Glucksmann, quant à lui, défend une laïcité d’intégration qui est un idéal universaliste où la loi s’applique à tous les individus de la même manière. En insistant sur le fait de juger les gens sur « ce qu’ils font, pas sur ce qu’ils sont », il réaffirme l’idéal de l’assimilation républicaine : l’individu renonce à son identité communautaire au profit de l’identité citoyenne. Cependant, en défendant une interprétation plus souple de la visibilité religieuse dans l’espace public (sauf là où la loi l’interdit, comme à l’école), Glucksmann est perçu par Zemmour comme tolérant une forme de séparatisme.

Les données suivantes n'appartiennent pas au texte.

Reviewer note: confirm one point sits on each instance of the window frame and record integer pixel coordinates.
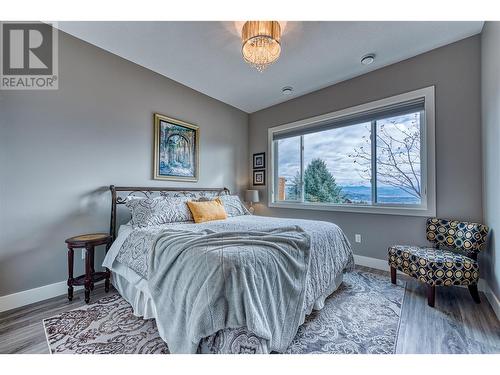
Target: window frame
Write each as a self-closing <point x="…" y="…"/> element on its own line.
<point x="428" y="174"/>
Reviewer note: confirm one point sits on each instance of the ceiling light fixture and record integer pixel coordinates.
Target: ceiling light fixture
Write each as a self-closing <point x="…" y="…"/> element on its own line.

La femme voilée devient ainsi l’objet d’une instrumentalisation politique mutuelle, un pion sur l’échiquier des identités.
L’Urgence des Menaces : Intérieur contre Extérieur
La divergence sur la menace prioritaire est le point de non-retour du débat. Pour Zemmour, l’urgence est la survie civilisationnelle et physique des Français face à la « fitna » intérieure. Il utilise la liste des victimes d’agressions par des individus d’origine immigrée pour donner un visage humain à sa thèse de l’invasion, rendant la menace russe abstraite et lointaine. Le danger est dans les rues, sous la bannière d’Allah.
Pour Glucksmann, l’urgence est la survie du modèle démocratique français face à la menace illibérale mondiale. Il alerte contre la bascule dans le camp des tyrannies (Poutine, Orban) et le risque d’un effondrement de la souveraineté européenne. En accusant Zemmour de saboter l’industrie française par ses votes contre les fonds européens de défense, Glucksmann tente de faire de l’identité une question économique et géopolitique, démontrant que l’obsession de l’immigration masque le véritable sacrifice des intérêts nationaux.
Ce débat, d’une intensité rare, n’a pas produit de vainqueur clair, mais il a parfaitement cartographié l’état de la pensée politique française, révélant une nation déchirée entre la nostalgie d’un âge d’or chrétien fantasmé et l’anxiété face aux défis de l’universalisme dans un monde post-colonial et multipolaire. L’avenir de la France se jouera, selon toute vraisemblance, dans cette confrontation acharnée entre le culte de la diversité et l’appel au sursaut identitaire.